Dijo que no entiende por qué, cuando hay un tema complejo, como el de la Guerra Civil, en vez de explicarlo lo eliminamos de los planes de estudio. “Si a un joven no le das historia, lo estás dejando huérfano de memoria, y sin ella no tiene ninguna posibilidad de comprender un país tan complejo como España”.

Se trata de un libro “pobre en adjetivos” que va a lo básico, “a los puntos comunes”, “una introducción, un prólogo a los libros de historia que están ahí”. El escritor contó que su “generación conoció la Guerra Civil a través de testigos”, pero ahora “los testimonios son de segunda mano. Y ahí es fácil entrar a manipular, y eso es peligroso”.

Entre risas, campechano y siempre parlanchín, el escritor comentó que la idea de escribir su nueva obra surgió cuando, casualmente, cayó en sus manos un libro de texto para niños que decía literalmente: “Antonio Machado fue un poeta y académico. Pasado un tiempo, se fue a Francia, donde murió”.

Desde el primer momento de su encuentro con los representantes de los medios, Pérez-Reverte deja muy claro que su libro “no pretende sustituir” a los que hay sobre ese conflicto, sino “servir de puerta a ellos e incitar a un joven a que pregunte, lea, se documente; y a los profesores a que debatan este tipo de cuestiones”. Añadió: “Tampoco pretendo sustituir a los historiadores, ni mucho menos a los maestros”.

La educación como defensa

En cuanto a su visión de qué hay en una guerra, afirma que los bandos no existen: “He sido testigo de cómo ocurren esas cosas, he estado en seis guerras civiles y sé que eso del bueno y el malo, el bando azul o el bando rojo, el bando blanco o el negro es mentira; o, mejor dicho, nunca está tan claramente definido como después intenta la gente plantearlo”.

Por eso, continuó, “que los jóvenes no sepan es muy peligroso.
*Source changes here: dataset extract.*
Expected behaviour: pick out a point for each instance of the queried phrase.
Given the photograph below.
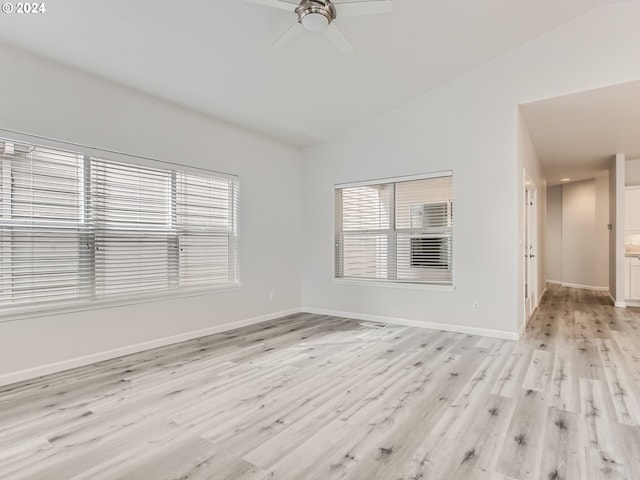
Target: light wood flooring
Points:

Su única defensa es la educación, en el sentido noble de la palabra. La educación debe crear ciudadanos críticos y lúcidos. De nada vale una urna si el votante es analfabeto. (…) La educación se ha convertido en una papilla sin sabor, desnatada, pasteurizada, donde no hay que disgustar al mediocre. No hay sal ni pimienta”.

Para escribir esa obra dijo que estuvo leyendo y releyendo los libros que tiene sobre aquellos años, y buscó elementos comunes. Y de ahí “estructuré el relato sobre aquello en lo que todos los historiadores, españoles o extranjeros, de derechas o de izquierdas, coincidían”.

El literato confesó, sin embargo, que las únicas críticas que ya prevé “serán a los sectarios, a los fanáticos y a los manipuladores a los que les sentará mal el libro, porque desmonta el ‘buenos y malos’”.

Para casi todos los españoles la Guerra Civil y sus consecuencias no es un capítulo cerrado: “Es más, aún estamos viviendo sus consecuencias. En España los políticos han sustituido a los historiadores, y eso es un error gravísimo, entre otras cosas porque tenemos unos políticos incultos que solo miran a nuestro pasado con ánimo interesado, cuando no manipulador”, afirmó el autor, que no tiene duda en subrayar que “todas las guerras son malas, pero la Guerra Civil es la peor de todas, pues enfrenta al amigo con el amigo, al vecino con el vecino, al hermano con el hermano”.